El teatro del Siglo de Oro sigue siendo una pieza rara por desconocimiento. Los guionistas de cine y los que colocan un monólogo-punto-com en los escenarios no beben, desde luego, de nuestro mejor siglo literario. Yo acudí al teatro con la misma ilusión con que salí de aquel don Gil, que nos hizo reír y sentir esa mezcolanza de ingenuidad e ironía inconfundible de la comedia más pura.
Lástima que los que entonces bordaron unos soberbios papeles (Miguel Cubero, Ione Irazábal, Toni Misó) tenían adjudicados sólo unos secundarios. La interpretación fue, pues, desigual y en la puesta en escena de la directora (Laila Ripoll) se notaba esa manía de utilizar la forma por la forma, con lo que durante demasiado tiempo la obra parecía no arrancar. A una compañía profesional con todos los medios se le debe exigir lo máximo.
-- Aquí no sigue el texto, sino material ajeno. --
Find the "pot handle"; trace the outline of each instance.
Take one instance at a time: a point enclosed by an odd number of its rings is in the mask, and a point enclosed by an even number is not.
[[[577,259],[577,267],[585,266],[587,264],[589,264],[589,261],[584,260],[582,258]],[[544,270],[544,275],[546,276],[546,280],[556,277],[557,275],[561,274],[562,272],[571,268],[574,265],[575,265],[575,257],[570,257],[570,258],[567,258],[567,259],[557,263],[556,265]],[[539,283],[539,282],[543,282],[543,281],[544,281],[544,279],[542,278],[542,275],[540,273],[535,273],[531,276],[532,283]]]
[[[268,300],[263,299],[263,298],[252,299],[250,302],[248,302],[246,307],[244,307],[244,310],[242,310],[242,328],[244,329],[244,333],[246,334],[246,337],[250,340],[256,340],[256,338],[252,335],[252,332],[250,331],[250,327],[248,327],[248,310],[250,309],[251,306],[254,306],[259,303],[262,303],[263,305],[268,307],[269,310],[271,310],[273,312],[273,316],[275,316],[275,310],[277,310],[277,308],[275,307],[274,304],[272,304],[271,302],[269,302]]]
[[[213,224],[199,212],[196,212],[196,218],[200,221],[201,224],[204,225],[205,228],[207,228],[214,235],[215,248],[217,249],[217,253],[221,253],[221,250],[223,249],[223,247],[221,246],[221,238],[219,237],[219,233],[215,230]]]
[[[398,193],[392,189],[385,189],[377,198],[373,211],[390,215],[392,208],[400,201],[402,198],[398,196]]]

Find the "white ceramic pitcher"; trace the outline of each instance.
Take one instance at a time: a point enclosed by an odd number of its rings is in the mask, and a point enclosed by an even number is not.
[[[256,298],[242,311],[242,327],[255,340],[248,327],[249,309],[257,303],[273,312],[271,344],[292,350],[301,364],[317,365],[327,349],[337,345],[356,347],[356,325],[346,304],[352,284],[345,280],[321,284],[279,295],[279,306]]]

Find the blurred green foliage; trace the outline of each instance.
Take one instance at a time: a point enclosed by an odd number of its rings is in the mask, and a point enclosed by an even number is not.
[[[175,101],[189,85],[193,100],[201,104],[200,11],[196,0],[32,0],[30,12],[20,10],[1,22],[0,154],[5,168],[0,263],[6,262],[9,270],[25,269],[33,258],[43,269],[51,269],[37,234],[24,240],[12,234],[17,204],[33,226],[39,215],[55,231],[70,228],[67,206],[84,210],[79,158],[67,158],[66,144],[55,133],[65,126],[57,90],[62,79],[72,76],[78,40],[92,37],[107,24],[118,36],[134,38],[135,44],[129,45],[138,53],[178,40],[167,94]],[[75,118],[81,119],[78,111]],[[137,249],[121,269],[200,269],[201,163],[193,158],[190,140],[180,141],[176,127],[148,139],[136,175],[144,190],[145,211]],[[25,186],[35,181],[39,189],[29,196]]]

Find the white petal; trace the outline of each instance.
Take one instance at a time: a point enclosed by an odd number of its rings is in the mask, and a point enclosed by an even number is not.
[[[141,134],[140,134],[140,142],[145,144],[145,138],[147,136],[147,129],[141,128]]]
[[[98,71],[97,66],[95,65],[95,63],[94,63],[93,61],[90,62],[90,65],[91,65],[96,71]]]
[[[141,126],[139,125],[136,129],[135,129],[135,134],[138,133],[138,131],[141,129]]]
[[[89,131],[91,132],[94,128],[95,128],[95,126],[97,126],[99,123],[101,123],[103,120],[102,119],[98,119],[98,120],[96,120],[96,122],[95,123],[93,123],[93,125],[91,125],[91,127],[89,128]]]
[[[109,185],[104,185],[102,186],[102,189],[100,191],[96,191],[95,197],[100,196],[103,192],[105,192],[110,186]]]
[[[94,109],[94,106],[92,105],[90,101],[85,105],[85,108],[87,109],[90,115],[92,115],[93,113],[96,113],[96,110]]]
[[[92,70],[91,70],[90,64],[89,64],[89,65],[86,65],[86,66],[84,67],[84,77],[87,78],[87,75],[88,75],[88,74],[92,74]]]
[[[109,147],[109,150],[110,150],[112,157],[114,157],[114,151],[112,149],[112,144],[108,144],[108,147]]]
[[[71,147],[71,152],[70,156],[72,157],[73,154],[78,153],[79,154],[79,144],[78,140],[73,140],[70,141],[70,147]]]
Hablar de teatro clásico en nuestros días podrá parecer a alguno un tema baladí. Yo creo que cualquier actividad artística tiene un potencial muy beneficioso, tan beneficioso como ventilar el espíritu con el aire fresco de la sonrisa y la lucidez. Enciendes el televisor y si no ves al florentino de turno con el ejque habitual, ej lo que tiene, y soltando vulgaridades, ves a una presentadora luciendo el tipo y nada más. Así que, con estas referencias, asistir a una representación del teatro barroco español es, aun con sus peros, todo un acontecimiento.